Growing up in Wilson holler made me accustomed to muddy driveways. Pap and Granny’s got muddy too especially in the days when Pap drove an oil truck home every day. My uncle’s driveway is paved now, but in days gone by it got to be as bad as ours does in really cold winters and it’s longer. Papaw Wade lived with my uncle in those days.
Pap used to have a 1973 white Impala. One day we were going up to see Papaw Wade. He hit the driveway with everything that car had. We made it about half way up and turned completely around in the middle of the road. Before I knew what happened we were turned around headed back down the hill. I about cried but Pap just laughed.
The road we live on was gravel until the girls were about five or six years old. When I was a teenager the gravel road would get bad in certain places. I remember one year it was especially muddy just above Clate and Mary’s.
I had a little black Ford Exp and I worked at Catos so I had to dress up nice for work. One day I was coming home and got stuck in the mud right by the old homeplace. I tried to spin myself out a few times, but soon gave up. I didn’t have any other shoes to put on so I finally took off my heels and walked half a mile home in my dress. Granny teased me for a long time about having to walking home in the mud barefooted 🙂
Last night’s video: Hamburger Gravy, Fried Cabbage, Cornbread & Pickled Beet Supper in Appalachia.
Tipper
Subscribe for FREE and get a daily dose of Appalachia in your inbox


Hope mud season is a short one ! ❤️
As a long time waterfowler I learned to respect what I used to call man-eating mud holes. I had them pull my waders off my feet and once got in so deep that if I hadn’t had my shotgun to use as a prop to get out I’d be there yet. There’s something about the wetlands surrounding the Great Salt Lake that’s especially mucky. But of course, that’s where the ducks are!
Tipper, what ever happened to Clate and Mary’s house? Is it still standing, and has anybody lived in it since the lady from Florida stayed in it? It bothers me when old home places are abandoned. Houses are made to be lived in. I think of all the hard work that goes into building a house and all the memories that seem to be gone forever of the people who lived in them. If old walls and floorboards could talk I wonder what they’d say. 🙂
Regina-no one lives in it. I think the same thing about old houses 🙂
I know how it is. It’s so wet around here and won’t dry up till spring or first of summer.
Yep. Our back yard is part ice, party soupy muddy mess. I’ve got a 6 year old boy that doesn’t mind that at all though this is the time of year our sump pump starts running and won’t stop til May.
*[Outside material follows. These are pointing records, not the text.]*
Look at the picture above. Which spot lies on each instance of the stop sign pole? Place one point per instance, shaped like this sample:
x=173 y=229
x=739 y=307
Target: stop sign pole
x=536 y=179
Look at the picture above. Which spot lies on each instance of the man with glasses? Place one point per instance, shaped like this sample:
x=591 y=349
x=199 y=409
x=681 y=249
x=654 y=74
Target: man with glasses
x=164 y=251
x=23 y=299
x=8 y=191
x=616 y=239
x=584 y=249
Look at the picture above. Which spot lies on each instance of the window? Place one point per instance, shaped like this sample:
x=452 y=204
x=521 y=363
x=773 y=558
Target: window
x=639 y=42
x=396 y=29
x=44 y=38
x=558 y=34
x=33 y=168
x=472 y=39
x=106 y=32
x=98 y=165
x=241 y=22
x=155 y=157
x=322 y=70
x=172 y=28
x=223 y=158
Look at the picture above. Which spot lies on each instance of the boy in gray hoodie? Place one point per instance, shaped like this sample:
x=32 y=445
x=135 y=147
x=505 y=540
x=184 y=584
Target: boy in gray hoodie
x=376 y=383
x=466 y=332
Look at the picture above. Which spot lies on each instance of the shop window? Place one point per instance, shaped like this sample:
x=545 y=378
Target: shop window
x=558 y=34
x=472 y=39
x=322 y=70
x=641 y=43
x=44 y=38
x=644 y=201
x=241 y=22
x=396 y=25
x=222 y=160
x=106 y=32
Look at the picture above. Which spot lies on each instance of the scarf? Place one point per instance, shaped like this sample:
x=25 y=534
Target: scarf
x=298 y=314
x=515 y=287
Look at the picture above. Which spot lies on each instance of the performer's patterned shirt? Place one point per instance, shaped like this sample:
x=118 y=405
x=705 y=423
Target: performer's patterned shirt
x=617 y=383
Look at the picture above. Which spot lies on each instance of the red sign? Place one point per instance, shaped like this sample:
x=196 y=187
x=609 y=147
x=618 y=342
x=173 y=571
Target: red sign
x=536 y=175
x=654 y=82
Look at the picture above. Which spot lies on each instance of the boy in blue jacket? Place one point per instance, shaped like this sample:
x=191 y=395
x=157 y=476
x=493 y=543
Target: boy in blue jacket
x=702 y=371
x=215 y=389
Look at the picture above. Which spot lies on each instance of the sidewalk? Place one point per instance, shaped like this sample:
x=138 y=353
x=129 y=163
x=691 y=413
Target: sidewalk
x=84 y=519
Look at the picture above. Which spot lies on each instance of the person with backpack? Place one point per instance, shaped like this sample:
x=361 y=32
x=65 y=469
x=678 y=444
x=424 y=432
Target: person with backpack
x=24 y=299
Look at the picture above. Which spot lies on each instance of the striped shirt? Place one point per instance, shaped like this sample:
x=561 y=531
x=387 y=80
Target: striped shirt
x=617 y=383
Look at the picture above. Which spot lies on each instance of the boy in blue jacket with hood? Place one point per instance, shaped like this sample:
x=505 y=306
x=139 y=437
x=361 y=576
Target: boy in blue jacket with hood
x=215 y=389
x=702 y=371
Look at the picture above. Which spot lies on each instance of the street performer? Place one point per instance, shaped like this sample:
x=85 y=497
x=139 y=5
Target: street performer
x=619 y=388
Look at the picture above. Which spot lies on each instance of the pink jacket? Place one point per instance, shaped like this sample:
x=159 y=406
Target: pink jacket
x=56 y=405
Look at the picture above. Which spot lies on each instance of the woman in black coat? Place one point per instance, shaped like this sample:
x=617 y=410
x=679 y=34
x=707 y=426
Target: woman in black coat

Our yard is still covered with several inches of snow, but the path my hubby shoveled is down to the ground in some places now, and it’s gonna be a mud path soon. Yesterday the ups driver left lots of muddy footprints on the steps and front porch as he kindly delivered a package to us. It looks like Spring today with all the sunshine.
After all the snow an cold we had here in West Virginia, I still have ice on parts of my driveway that is a a dirt driveway. I always said we go from the Bob sled run to the mud bogs to the dust bowl. (lol)
Been putting up with it all my life. The driveway is a mile l I ng up an down an around, but I don’t guess I’d have it any other way.
Good morning Miss Tipper! We live 15 miles off the paved highway, up dirt roads so I know a thing or two about mud. ; ). It is a losing battle to keep a vehicle clean living on this mountain, lol. Our county is all very rural so most of us haven’t seen our license plates for months, lol. But I love it, only the newly relocated, former city folk, bemoan the lack of pavement.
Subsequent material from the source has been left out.